• Tue
  • Sep 30, 2014
  • Updated: 9:27am
NewsChina

PLA generals take rare step of swearing loyalty to President Xi Jinping

PUBLISHED : Thursday, 03 April, 2014, 5:11am
UPDATED : Thursday, 03 April, 2014, 5:34am

Eighteen senior generals of the People's Liberation Army (PLA) swore allegiance to their commander-in-chief, President Xi Jinping - a rare move that analysts say reflects Xi's strong hold on the military.

But the analysts speculated that it also reflected the precarious atmosphere within the ranks as the party launches a high-profile anti-graft campaign in the PLA.

During a study meeting on Xi's military philosophy last week, the generals made speeches vowing to study hard and implement Xi's thoughts on defence and military strategy.

They included air force commander-in-chief Ma Xiaotian , the commanders of China's seven military regions and the paramilitary police, the deputy commanders of the navy and second artillery force, the presidents of China's three top military academies and senior officers with the four PLA service departments.

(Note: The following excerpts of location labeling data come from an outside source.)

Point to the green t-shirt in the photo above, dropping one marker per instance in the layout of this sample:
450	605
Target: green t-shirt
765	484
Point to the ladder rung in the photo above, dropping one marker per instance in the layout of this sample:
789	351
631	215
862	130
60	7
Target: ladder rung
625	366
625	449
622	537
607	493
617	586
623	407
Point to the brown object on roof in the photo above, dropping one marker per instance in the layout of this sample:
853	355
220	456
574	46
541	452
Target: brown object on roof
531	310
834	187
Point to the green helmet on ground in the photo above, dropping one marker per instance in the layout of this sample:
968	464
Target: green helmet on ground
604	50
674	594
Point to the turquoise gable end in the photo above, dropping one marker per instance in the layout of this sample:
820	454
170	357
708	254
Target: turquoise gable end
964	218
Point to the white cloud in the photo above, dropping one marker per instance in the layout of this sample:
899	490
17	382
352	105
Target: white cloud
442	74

The PLA Daily yesterday devoted two full pages to speeches. Qian Gang, a media researcher at the University of Hong Kong who once worked for the newspaper, said that type of coverage was rare.

Zhang Lifan , a Beijing-based political affairs commentator, said the loyalty check could also safeguard the generals' careers.

This week, former PLA deputy logistics chief Gu Junshan was charged with a raft of corruption charges, while his former boss and ally, former Central Military Commission (CMC) vice-chairman Xu Caihou , was detained.

"It might be related to the recent anti-corruption campaign in the military and reflects some kind of nervous atmosphere in the military. Everybody in the military needs to swear loyalty [to Xi]," said Zhang.

As CMC chairman, Xi is the highest commander of the nation's forces. Unlike his predecessor Hu Jintao , Xi quickly consolidated his military influence in late 2012, promoting dozens of senior generals.

Last month the CMC ordered all military units to hang the inscriptions of five former and current top leaders, including Xi, in their meeting rooms. "[That aims] to make clear the top position of Xi and the generals are expressing their loyalty … through the newspaper," said Zhang.